While testing sample_ operators for opperf, I came across an issue where sample_gamma, sample_generalized_negative_binomial, and sample_negative_binomial would hang when provided with mx.nd.random_normal as input args. For example, the following command hangs:
mx.nd.sample_gamma(alpha=mx.nd.random_normal(shape=(3,)),beta=mx.nd.random_normal(shape=(3,)))
Interestingly, when the mx.nd.random_normal call is made and the output value is assigned to a variable before that variable is used in the operator call, the call to the operator does not hang.

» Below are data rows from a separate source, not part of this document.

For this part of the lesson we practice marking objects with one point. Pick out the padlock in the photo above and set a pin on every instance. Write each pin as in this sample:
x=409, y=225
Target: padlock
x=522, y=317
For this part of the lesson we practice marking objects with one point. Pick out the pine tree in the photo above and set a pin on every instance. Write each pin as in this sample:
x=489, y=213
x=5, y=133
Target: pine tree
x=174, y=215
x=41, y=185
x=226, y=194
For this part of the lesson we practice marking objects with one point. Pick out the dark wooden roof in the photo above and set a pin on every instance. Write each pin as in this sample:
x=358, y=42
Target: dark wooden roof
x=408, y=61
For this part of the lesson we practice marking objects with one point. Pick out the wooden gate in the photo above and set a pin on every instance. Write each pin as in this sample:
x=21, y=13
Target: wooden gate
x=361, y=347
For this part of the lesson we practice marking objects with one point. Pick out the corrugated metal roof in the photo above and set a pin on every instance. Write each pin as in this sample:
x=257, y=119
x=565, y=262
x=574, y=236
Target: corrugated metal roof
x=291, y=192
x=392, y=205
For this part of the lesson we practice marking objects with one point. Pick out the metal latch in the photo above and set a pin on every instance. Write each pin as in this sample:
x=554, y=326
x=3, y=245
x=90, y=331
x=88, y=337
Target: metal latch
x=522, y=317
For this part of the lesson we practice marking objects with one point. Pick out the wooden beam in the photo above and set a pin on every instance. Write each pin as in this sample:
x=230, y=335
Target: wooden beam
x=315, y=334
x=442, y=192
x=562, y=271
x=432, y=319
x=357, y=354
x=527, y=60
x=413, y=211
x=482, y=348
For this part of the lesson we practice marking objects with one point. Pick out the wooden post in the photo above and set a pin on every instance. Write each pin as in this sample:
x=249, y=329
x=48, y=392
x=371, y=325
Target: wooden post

Also, this bug appears to be specific to random_normal. random_uniform works properly in the same context.
No error, but hangs and the process maximizes its computational resources.
(Paste the commands you ran that produced the error.)
python3 (open a Python shell)import mxnet as mxmx.nd.sample_gamma(alpha=mx.nd.random_normal(shape=(3,)),beta=mx.nd.random_normal(shape=(3,)))Sometimes, it takes multiple calls of Step 3 to trigger the bug. Just run the command from Step 3 repeatedly until the bug appears (shouldn't take more than 2-3 runs).
I found this bug on Mac and Ubuntu builds of MXNet, with large tensor disabled and enabled (respectively).
The hang you describe happened in the rejection sampling implementation of sample_gamma, which was basically an infinite while loop. I believe this hang was triggered by invalid parameters of the sampling method, in which case there would never be accepted samples.
In your example, the alpha parameter, if sampled from a standard normal, would be a negative number by chance, which could cause problems. However, if you generate alpha from U(0,1), everything would go as it should be.
Appendix:
Part of the sample_gamma's docstring
alpha : float or NDArray, optional
The shape of the gamma distribution. Should be *greater than zero*.
@xidulu good point
@connorgoggins would be great to paste the outputs when u write command so as to complement your sentences.
Also, since we uncovered this use-case. Would be a great idea to improve the "Error handling" or "error messaging".
@mxnet-label-bot add [good first issue]
@xidulu it's strange that this restriction on alpha isn't specified anywhere in the docs [1, 2, 3].
These three operators need better documentation (to indicate to users that alpha must be in U(0,1)) and better error handling - it should fail gracefully if invalid input is provided to alpha instead of entering an infinite while loop.
@connorgoggins
You could find the constraint in the docstring of python frontend.
https://github.com/apache/incubator-mxnet/blob/master/python/mxnet/ndarray/random.py#L340
I don't know why the website was rendered from the C++ doc instead of the python doc. 🤔
to indicate to users that alpha must be in U(0,1)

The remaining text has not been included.